I am using standard memcpy function which declared in string.h file thus:
extern void * memcpy(void *, const void *, size_t);
Case 1 : My code is compiled without any error or warnings.
const uint8_t *buff = (uint8_t*)Getbuff();
uint8_t data[3] = {0};
memcpy((void*)data,(const void*)(buff+2),3U);
After checking MISRA C:2012 I am getting following MISRA error:
performing pointer arithmetic via addition [MISRA 2012 Rule 18.4, advisory]
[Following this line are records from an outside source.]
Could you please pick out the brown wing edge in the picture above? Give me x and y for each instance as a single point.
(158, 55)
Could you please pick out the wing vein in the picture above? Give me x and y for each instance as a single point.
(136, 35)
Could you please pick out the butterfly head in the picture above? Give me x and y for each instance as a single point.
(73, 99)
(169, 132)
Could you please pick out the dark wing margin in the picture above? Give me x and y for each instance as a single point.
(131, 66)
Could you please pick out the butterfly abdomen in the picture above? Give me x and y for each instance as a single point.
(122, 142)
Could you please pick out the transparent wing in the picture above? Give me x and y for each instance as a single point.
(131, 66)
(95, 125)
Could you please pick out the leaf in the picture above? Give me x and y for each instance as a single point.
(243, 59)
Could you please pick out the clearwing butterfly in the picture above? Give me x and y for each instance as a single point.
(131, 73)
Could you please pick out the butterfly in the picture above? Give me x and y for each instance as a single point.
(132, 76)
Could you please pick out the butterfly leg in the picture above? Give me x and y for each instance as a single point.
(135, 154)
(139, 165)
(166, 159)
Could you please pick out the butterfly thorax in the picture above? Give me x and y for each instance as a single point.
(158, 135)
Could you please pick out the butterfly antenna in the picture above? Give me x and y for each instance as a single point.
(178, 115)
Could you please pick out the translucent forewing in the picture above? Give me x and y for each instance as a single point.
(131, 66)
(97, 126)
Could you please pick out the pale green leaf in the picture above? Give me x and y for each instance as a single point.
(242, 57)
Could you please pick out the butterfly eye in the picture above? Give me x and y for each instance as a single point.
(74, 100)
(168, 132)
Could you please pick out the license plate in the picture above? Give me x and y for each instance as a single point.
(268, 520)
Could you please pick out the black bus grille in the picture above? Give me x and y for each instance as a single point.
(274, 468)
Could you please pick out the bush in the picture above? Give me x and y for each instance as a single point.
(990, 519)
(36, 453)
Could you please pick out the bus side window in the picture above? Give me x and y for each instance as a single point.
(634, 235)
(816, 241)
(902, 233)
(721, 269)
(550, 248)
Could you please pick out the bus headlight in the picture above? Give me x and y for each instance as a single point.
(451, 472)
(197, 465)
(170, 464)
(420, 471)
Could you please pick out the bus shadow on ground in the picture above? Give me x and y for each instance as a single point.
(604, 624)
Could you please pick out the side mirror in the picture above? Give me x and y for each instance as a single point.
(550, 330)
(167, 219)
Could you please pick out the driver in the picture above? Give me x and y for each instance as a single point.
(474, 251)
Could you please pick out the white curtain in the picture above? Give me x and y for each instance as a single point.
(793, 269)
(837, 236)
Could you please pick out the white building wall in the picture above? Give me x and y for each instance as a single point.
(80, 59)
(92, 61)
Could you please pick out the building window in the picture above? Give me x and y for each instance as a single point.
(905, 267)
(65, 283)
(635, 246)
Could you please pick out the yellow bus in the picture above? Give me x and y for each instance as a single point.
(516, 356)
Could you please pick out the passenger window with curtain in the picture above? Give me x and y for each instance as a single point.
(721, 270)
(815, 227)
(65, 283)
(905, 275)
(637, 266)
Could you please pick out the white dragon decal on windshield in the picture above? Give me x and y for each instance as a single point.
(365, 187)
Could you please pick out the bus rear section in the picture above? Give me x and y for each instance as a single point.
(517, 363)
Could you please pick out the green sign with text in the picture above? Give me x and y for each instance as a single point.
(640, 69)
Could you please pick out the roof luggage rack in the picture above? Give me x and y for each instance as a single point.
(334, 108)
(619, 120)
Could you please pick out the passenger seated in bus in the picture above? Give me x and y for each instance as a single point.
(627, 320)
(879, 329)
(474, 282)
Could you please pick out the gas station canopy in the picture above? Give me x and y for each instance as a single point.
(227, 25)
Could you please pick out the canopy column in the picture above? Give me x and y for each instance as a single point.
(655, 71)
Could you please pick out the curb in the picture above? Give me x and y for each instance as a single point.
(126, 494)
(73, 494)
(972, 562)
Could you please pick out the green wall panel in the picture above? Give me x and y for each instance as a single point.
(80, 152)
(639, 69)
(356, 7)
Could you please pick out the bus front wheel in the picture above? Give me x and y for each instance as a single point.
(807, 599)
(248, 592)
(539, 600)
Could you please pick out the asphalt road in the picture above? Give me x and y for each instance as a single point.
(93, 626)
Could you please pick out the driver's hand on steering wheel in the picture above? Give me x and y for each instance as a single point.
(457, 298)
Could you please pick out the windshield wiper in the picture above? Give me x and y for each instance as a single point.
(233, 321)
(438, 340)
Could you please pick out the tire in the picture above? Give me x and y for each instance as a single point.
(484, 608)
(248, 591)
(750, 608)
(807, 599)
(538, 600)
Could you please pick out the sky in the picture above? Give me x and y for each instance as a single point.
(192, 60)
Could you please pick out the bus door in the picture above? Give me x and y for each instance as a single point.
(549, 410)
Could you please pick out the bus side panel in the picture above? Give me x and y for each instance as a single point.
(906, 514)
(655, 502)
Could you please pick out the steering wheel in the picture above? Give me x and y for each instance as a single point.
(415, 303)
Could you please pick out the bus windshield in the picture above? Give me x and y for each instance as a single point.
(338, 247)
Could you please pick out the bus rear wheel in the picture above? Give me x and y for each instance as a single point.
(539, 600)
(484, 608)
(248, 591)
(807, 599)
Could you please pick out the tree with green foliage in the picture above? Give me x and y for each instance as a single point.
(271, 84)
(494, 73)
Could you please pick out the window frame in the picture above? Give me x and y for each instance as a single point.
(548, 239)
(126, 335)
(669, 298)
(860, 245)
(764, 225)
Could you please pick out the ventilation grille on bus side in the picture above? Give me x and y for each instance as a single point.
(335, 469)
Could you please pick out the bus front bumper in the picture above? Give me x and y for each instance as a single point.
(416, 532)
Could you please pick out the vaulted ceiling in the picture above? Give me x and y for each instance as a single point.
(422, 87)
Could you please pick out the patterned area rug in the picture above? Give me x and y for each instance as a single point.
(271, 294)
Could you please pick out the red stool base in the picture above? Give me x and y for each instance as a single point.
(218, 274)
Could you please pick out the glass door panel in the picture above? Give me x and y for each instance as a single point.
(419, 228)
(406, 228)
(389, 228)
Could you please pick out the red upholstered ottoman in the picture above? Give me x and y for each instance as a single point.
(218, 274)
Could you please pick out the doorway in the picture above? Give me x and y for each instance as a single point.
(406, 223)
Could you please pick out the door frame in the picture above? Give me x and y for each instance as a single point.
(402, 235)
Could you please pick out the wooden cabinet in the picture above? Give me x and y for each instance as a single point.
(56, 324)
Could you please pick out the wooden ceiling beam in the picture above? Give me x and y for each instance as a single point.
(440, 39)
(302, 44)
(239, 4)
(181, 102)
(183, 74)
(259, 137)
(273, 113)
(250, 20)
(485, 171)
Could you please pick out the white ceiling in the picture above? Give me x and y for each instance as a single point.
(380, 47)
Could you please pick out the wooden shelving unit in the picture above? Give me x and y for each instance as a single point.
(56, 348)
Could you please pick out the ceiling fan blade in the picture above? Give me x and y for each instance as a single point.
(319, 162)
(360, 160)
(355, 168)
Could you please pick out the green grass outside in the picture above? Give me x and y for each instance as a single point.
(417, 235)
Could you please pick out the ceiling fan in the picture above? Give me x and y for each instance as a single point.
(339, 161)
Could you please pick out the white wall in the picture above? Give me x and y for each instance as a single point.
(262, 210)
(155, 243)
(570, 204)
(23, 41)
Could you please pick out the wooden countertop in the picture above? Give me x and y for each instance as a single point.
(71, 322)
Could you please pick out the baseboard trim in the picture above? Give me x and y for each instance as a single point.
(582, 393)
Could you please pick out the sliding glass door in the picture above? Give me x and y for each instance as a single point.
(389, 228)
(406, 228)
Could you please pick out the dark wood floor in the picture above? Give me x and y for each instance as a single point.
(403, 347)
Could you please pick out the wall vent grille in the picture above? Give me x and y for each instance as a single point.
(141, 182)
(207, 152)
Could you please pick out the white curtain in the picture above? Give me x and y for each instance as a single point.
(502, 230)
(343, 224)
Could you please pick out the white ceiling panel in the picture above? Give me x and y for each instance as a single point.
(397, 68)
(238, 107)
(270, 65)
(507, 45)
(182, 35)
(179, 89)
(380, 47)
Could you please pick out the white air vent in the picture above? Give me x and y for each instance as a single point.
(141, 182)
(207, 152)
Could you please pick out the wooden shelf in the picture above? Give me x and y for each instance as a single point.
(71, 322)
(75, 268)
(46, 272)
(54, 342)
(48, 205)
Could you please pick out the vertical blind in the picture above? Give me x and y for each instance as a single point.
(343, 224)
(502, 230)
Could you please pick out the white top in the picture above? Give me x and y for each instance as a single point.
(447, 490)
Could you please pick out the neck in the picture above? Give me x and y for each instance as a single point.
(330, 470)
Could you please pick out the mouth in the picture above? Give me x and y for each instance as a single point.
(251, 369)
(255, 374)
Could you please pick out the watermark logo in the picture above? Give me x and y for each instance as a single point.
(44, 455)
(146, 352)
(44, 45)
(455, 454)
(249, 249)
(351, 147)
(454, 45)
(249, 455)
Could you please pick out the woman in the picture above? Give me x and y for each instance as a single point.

memcpy((void*)data,(const void*)(buff+2),3U);
Case 2 : If I fix MISRA error in Case 1 thus:
const uint8_t *buff = (uint8_t*)Getbuff();
uint8_t data[3] = {0};
memcpy((void*)data,(const void*)(buff[2]),3U);
I am getting compile time warning and a different MISRA error.
Compile time warning :
cast to pointer from integer of different size
MISRA error:
explicit cast from
'const UINT8'
(aka'const unsigned char'
) to'const void *'
[MISRA 2012 Rule 11.6, required]memcpy((void*)data,(const void*)(buffer[2]),3U);
Just;
memcpy( data, &buff[2], 3u ) ;
Both the pointer arithmetic and casts are unnecessary and contrary to MISRA rules.
To cast to a void*
rather misunderstands the purpose of a void-pointer, and casting in general can suppress essential warnings that the compiler might otherwise issue. The resulting de-clutter makes the code much easier to read and MISRA compliant.
Your second case was also semantically incorrect, and would not have resulted in correct behaviour - warnings are not always just warnings; often they indicate semantic errors. For the compiler "error" just means "cannot be compiled" (syntactic error); a semantic error is one where the code does not do what was intended.